Friday, 16 December 2005

Presentation of the book Customary International Humanitarian Law: Rules

On 16 December the National Assembly saw the presentation of the book Customary International Humanitarian Law: Rules, by Jean-Marie Henckaerts and Louise Doswald-Beck.


On 16 December the National Assembly saw the presentation of the book Customary International Humanitarian Law: Rules, by Jean-Marie Henckaerts and Louise Doswald-Beck. The event was organised jointly by the European Integrations Committee and the International Committee of the Red Cross.
The chairperson of the European Integrations Committee, Ksenija Milivojevic, and the deputy head of the ICRC Delegation, Peter Fluger, welcomed the attendees, and said that the implementation of tenets of customary international humanitarian law was important to the process of European integrations, as well as that the process involved not only harmonisation with EU regulations.
Dr Vesna Knezevic-Predic, of the Faculty of Political Sciences, explained that laws were not the only expression of national law, nor was international law based solely on international treaties.
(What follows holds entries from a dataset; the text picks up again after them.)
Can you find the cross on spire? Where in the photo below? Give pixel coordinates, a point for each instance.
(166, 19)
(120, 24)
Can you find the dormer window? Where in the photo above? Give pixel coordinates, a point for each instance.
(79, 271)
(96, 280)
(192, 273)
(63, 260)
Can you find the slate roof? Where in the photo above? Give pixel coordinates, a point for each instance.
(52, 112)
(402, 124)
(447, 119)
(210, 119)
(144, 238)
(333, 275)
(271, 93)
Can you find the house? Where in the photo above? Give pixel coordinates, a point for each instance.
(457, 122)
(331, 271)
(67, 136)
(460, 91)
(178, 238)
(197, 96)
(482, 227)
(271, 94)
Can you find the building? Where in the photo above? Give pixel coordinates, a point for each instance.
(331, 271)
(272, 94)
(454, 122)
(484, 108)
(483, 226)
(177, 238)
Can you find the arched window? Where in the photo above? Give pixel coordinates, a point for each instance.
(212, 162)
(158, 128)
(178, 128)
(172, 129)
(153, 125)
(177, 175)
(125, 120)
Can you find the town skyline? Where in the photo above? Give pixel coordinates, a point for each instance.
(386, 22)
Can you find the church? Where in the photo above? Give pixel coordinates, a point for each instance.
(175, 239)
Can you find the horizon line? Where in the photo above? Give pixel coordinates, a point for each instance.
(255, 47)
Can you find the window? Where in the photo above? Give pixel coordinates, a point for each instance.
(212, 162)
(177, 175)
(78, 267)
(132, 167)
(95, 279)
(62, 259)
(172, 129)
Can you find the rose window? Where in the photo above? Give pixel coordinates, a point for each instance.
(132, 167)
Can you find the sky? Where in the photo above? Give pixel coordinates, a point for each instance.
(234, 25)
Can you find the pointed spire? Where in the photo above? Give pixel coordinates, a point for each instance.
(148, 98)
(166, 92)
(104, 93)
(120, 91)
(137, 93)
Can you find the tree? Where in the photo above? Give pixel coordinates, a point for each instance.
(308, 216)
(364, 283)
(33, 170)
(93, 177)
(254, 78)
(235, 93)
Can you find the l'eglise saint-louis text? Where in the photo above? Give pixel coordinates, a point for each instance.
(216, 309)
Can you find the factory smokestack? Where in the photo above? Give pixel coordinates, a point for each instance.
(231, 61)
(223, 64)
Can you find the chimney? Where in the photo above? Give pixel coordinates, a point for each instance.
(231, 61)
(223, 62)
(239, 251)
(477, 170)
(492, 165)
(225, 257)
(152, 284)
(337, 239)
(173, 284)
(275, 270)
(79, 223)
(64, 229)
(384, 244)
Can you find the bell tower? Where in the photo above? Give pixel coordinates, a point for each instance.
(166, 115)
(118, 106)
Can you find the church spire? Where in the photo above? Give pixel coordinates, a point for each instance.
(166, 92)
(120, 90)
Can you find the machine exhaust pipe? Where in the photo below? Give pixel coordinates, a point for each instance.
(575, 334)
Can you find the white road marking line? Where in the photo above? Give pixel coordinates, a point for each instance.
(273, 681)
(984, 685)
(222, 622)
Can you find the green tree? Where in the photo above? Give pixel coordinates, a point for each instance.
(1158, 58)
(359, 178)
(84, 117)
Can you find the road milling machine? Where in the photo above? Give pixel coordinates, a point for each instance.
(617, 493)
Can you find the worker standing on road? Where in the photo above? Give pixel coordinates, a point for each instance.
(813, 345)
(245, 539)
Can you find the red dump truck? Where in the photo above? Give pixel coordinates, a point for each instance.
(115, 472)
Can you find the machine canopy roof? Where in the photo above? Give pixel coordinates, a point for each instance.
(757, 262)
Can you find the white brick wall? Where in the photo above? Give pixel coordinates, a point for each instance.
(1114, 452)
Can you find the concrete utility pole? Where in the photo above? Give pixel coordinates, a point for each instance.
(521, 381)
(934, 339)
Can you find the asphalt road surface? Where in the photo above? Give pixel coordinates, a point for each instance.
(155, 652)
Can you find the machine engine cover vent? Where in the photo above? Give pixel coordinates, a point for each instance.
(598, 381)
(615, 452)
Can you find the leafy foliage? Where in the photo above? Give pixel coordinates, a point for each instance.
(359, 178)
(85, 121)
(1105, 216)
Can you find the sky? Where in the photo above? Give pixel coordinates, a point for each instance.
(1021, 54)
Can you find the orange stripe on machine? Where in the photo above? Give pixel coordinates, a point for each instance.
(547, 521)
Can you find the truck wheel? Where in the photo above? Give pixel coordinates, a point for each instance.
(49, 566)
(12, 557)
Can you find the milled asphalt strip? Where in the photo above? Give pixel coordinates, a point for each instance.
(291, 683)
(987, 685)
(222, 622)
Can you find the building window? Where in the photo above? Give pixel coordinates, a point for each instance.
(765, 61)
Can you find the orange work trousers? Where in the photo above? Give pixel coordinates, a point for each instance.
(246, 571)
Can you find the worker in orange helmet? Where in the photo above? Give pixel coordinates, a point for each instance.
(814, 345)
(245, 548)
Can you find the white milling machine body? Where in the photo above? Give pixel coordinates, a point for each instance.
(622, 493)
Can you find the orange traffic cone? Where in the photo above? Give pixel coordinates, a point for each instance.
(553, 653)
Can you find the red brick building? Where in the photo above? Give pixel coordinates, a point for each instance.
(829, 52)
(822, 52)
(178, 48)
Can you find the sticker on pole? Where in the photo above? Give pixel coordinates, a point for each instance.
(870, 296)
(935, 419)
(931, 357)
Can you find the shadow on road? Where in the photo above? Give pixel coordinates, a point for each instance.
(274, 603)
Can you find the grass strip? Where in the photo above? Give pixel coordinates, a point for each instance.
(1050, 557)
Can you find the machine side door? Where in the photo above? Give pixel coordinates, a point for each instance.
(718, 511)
Customary international humanitarian law, based on tradition, is the source of obligations of all parties to a conflict, and also the source of sanctions for all such parties. Although customary law is unwritten, it is implemented, and international courts interpret the actual behaviour of countries – as well as whether they behaved so out of a belief that such actions were right, or out of political opportunism.
ICRC official Robert Young presented Customary International Humanitarian Law. He said that the sources of rules of international law were Article 38 of the Articles of Association of the International Court of Justice, international contract law, and customary international law. The book was the result of a serious study commissioned by the international community, and applies to both international and internal conflicts. The study showed that rules of customary law were much more widespread, and the normative framework more developed, than is shown by treaty ratification, as well as that many rules in these conflicts were the same or similar.

Dr Zoran Radivojevic, of the Nis Faculty of Law, explained rules on the manner of waging war from the aspect of customary law, and the prohibition of actions in contravention of the principles of soldierly honour.